Marian is a rather reluctant B&B hostess. She doesn’t really like the business, but enjoys the people. The bulk of her guests are hospital- related. Doctors and other workers who are in town for a shorter stay of a few days or few weeks, and, like me, family members of people who are in the hospital. Marian seems to delight in offering this service and helps out folks like me a great deal, but her heart isn’t into B&B keeping.

She had told us that she wouldn’t even be there most of our stay. Her family owns and races thorough-bred greyhounds, and her daughter is also in gymnastics. On the week-end we were coming in Marian’s daughter was in a gymnastics meet in Dublin, and then they were hurrying home for a dog race their main dog was racing in.

She told us she would leave plenty of breakfast food in the refrigerator, but that we would be totally on our own, the only guests in the house. Unlike all the other B&Bs where we stayed she doesn’t live IN the B&B. Rather, their family home is about 10 feet behind the B&B, so it is a separate building.

When we arrived she greeted us, gave us a key, explained again that she would be gone and that plenty of food was there, that we could use the kitchen fully, and she even made a huge pot of home made Irish stew as a fringe benefit for us being willing to stay under these conditions. She also gave us a rock bottom price for the room for the two nights we were staying.

Then she took off! We had the house to ourselves. And it is a very beautiful place with lots of light pine. Clean as can be, very new looking.

Since I spent so much time here after John and Terri’s accident I know the town well. We walked into town, about a 20-25 minute walk and discovered we had his the jackpot. The Pan Celtic Festival was in town these two days, and there would be competitions at the hotels and other venues in traditional music dancing, fiddling, groups and other areas of music competition. Our first day was modestly warm and in the town square people were gathering since there was going to be an opening parade in the middle afternoon, the major competitions were the next day. We couldn’t have arrived in Tralee at a better time.

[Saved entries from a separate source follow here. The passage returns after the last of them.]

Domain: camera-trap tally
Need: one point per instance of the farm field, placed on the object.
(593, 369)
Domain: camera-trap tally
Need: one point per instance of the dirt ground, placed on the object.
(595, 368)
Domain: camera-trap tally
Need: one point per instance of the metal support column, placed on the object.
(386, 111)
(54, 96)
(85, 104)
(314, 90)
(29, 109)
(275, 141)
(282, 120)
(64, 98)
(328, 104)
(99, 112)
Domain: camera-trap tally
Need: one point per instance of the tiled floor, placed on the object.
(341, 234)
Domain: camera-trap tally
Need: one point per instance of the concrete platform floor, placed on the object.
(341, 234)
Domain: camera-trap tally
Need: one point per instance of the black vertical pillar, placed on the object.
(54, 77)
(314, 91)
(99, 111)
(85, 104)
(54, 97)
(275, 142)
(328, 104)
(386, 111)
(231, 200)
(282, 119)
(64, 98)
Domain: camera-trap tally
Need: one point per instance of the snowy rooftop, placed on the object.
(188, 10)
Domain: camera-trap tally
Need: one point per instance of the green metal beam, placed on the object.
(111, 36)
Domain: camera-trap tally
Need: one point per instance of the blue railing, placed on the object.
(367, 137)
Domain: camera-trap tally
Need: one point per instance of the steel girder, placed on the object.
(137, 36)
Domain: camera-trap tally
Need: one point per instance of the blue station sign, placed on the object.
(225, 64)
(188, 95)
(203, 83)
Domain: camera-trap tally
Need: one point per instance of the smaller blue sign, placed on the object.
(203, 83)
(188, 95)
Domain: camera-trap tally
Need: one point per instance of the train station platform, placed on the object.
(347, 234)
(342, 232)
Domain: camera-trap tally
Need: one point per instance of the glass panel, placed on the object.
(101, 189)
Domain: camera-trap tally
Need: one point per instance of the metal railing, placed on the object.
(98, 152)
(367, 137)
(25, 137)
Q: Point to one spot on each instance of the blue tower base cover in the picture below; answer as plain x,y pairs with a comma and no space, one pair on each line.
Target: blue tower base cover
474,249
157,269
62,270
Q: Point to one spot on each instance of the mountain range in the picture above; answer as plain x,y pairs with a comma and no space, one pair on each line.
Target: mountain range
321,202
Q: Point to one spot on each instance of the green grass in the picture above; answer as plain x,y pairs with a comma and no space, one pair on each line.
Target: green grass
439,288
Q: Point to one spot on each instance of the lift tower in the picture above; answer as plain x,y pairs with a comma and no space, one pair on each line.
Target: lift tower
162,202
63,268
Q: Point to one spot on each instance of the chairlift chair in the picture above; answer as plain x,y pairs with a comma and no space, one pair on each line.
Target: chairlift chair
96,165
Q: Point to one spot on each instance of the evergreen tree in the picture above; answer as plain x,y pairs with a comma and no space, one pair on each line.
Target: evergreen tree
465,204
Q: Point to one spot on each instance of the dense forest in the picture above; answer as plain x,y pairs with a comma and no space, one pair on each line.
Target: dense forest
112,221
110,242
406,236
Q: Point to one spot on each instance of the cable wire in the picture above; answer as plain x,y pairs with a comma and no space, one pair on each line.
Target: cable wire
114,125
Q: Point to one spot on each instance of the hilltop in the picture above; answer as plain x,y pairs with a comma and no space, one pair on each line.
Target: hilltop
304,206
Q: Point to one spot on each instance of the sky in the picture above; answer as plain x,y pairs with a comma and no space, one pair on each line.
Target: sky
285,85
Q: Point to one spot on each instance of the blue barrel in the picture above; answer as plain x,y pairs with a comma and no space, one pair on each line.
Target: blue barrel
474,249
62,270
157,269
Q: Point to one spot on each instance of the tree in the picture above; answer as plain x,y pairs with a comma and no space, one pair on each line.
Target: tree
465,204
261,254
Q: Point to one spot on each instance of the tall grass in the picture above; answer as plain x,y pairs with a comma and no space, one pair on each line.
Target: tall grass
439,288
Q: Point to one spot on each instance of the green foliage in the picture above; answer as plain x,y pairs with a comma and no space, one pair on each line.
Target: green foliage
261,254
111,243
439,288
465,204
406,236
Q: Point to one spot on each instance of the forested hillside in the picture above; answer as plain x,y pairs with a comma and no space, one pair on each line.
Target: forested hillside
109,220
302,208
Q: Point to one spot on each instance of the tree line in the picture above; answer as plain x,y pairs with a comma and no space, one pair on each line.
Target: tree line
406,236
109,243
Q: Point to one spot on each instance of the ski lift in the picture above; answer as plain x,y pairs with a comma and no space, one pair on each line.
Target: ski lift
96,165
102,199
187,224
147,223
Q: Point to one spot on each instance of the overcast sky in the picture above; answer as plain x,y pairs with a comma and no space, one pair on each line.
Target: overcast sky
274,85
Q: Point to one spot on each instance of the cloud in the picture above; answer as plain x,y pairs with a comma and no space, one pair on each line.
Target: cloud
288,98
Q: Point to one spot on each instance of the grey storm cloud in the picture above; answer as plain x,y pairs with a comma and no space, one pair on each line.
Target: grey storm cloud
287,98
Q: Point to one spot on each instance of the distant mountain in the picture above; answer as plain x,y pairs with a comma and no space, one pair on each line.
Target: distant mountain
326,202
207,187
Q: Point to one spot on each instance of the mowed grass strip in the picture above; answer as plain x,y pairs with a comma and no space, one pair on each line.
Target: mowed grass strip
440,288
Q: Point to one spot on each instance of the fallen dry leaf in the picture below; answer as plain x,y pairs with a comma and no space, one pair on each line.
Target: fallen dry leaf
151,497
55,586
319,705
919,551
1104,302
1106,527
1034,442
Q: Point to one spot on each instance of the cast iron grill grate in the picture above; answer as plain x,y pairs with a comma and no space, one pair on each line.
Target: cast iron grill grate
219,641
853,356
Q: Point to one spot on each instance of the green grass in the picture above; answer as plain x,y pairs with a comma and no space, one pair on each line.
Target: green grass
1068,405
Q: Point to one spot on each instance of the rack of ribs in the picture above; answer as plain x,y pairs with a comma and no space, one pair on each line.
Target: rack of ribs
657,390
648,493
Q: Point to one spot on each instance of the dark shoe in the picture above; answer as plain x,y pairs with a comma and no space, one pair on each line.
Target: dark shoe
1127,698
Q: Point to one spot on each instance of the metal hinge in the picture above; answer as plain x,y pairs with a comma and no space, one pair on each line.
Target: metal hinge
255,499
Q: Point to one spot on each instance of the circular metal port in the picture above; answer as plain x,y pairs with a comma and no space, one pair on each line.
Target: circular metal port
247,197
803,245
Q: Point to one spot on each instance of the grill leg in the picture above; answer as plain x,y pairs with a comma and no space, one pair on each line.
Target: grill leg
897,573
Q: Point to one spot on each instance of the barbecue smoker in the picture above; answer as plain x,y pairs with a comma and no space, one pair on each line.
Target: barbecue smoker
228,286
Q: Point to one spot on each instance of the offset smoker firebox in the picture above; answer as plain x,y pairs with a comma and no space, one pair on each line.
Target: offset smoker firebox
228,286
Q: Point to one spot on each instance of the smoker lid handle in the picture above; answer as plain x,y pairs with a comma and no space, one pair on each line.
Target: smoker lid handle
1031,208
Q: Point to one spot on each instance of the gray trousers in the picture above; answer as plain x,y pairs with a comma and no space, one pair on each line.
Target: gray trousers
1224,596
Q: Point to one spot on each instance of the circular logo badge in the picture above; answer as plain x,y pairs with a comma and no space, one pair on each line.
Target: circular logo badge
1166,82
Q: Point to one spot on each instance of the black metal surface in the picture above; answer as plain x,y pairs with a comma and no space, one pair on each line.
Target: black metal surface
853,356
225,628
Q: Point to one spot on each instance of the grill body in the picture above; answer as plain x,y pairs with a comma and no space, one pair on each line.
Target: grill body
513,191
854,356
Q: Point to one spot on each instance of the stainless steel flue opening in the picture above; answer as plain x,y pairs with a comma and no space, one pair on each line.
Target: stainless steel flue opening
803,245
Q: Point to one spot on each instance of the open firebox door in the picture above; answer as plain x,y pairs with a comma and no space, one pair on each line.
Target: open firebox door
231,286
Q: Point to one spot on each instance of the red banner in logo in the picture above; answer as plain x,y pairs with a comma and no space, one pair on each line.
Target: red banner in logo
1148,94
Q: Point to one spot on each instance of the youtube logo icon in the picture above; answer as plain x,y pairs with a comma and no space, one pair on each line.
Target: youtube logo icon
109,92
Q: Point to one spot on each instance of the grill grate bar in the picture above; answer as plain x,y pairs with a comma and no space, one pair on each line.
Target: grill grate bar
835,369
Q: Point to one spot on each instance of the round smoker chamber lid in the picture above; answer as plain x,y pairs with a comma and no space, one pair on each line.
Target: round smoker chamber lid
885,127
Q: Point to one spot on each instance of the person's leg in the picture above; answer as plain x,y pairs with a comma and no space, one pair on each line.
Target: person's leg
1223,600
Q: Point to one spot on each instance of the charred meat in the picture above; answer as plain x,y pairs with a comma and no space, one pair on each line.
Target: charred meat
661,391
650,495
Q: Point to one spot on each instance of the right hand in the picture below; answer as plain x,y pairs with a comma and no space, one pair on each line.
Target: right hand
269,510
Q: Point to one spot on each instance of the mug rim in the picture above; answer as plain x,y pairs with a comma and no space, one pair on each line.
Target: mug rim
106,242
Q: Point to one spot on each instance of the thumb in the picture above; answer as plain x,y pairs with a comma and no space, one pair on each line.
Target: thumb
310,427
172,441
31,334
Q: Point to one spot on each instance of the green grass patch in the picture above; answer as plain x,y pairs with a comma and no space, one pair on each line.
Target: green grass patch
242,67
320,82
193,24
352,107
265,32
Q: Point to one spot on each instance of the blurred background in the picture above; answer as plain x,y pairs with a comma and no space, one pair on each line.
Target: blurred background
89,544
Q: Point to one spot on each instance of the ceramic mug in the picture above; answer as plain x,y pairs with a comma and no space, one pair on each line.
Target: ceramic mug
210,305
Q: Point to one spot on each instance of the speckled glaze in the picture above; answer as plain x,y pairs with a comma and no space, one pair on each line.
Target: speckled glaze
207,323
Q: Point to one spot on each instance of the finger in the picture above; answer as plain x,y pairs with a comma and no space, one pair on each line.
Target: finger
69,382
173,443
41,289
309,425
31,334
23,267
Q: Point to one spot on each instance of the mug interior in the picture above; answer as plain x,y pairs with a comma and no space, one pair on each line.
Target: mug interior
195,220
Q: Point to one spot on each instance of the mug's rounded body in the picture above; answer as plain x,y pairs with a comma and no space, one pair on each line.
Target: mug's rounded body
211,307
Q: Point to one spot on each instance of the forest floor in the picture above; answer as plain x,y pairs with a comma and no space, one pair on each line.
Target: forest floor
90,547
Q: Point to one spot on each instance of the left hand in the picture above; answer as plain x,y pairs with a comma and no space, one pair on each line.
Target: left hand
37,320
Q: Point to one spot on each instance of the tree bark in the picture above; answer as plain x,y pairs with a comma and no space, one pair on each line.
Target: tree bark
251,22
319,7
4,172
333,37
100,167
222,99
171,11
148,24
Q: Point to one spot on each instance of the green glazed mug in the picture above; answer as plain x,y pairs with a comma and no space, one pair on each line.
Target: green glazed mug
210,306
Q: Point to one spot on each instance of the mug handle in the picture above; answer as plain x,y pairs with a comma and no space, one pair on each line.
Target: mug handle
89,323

We first went to my favorite pub, Brewbakers where I had eaten nearly everyday of my stay there. I had the Brewbakers’s fish chowder, which I used to eat every day, and Sally had their home-made soup. Marvelous. I had thought there was no possibility of a chowder better than Brewbakers, but I realized that first morning, comparing their chowder with the chowder I had had just two days earlier at The Old Pier, that Brewbaker’s had met their match with Jackie O’Connor’s chowder. No matter, Brewbaker’s was delicious.

After eating we went into town and Sally did some shopping while I sat in the sun on a city bench and read my book. Sally appeared after a while, the proud possessor of two Irish wool sweaters and a nice scarf she needed in the chilly weather we experience many days in the rest of our trip. Soon it was time for the opening parade, and the people were all in ancient folk costumes, it was marvelous. The contestants were from Ireland, Scotland, Wales and other places. Lots of music and dancing.

When the parade was over we went over to an e-mail place for an hour or so, and when emerging walked back through the main square. There many of the groups performing a taste of what they would be doing in the competition and we sat in the chilly late afternoon weather enjoying them very much.

I’ve mentioned the Dunnes store chain in Ireland. Tralee has three Dunnes stores and I knew them all well. We walked up to the one closet to our house and got some wine for dinner, knowing that we had the Irish stew which Marian left for us. Oh my was it marvelous. We sat in her kitchen and just ate and ate and ate.

We’d been out a lot walking and in the chilly air, and were exhausted. We retired early knowing the next day would be WILDLY busy. First would be visits to the hospital to see folks, then back to the music festival. We couldn’t imagine what an awesome day the next day would be.